Busca su llave en el bolsillo y la desliza en la cerradura. Cuando entramos, la habitación está en calma. Tanta acción ha rodeado este lugar desde el día de ayer, tantas intrusiones ilegales y vigilantes y policías, que es inquietante verlo vacío y a oscuras. Paul entra distraídamente en el dormitorio para dejar su abrigo. Por instinto, levanto el teléfono y reviso nuestro contestador.
«Hola, Tom -comienza la voz de Gil a través de un silbido de estática-. Trataré de hablar con vosotros más tarde, pero… parece que después de todo no podré volver al hospital, así que… Charlie de mi parte… Tom… corbata negra.
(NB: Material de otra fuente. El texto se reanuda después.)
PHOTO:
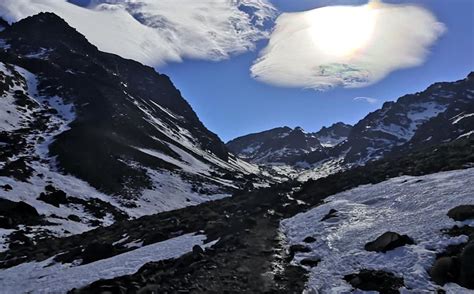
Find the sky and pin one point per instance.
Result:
(231, 103)
(250, 74)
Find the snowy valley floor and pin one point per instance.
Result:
(416, 206)
(250, 255)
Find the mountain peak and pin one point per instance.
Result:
(47, 30)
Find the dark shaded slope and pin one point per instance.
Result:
(116, 103)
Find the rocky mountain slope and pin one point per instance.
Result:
(288, 146)
(89, 138)
(240, 243)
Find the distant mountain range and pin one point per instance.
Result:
(442, 113)
(287, 146)
(100, 128)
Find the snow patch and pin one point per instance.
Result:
(416, 206)
(50, 277)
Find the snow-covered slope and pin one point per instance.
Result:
(155, 32)
(125, 145)
(416, 206)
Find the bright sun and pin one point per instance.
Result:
(343, 30)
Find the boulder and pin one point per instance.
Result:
(6, 187)
(311, 262)
(6, 223)
(388, 241)
(53, 196)
(97, 251)
(309, 239)
(466, 278)
(331, 214)
(372, 280)
(198, 252)
(297, 248)
(154, 238)
(74, 218)
(462, 212)
(15, 213)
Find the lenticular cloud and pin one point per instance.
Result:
(349, 46)
(156, 31)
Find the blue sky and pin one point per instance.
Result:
(231, 103)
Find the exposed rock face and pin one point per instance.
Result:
(16, 213)
(456, 263)
(388, 241)
(466, 276)
(371, 280)
(462, 213)
(333, 135)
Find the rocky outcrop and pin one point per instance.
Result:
(462, 212)
(388, 241)
(372, 280)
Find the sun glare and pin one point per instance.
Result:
(343, 30)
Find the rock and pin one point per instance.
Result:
(311, 262)
(462, 212)
(332, 213)
(74, 218)
(154, 238)
(97, 251)
(24, 209)
(6, 223)
(298, 248)
(6, 187)
(15, 213)
(18, 239)
(372, 280)
(388, 241)
(466, 278)
(444, 270)
(198, 251)
(53, 196)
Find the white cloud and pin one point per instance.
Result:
(157, 31)
(349, 46)
(369, 100)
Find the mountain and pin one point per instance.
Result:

Puedes tomar… necesites.»
Corbata negra. El baile.
Ya ha empezado el segundo mensaje.
«Tom, soy Katie. Sólo quería decirte que iré al club para ayudar con los preparativos en cuanto termine aquí en el cuarto oscuro. Creo que dijiste que vendrías con Gil. -Pausa-. Así que supongo que esta noche hablaremos.»
Vacila antes de colgar, como si no estuviera segura de haber puesto el énfasis correcto en esas últimas palabras, el recordatorio de un asunto incompleto.
– ¿Qué sucede? -dice Paul desde la habitación contigua.
– Tengo que prepararme -digo en voz baja, intuyendo el giro que las cosas están tomando.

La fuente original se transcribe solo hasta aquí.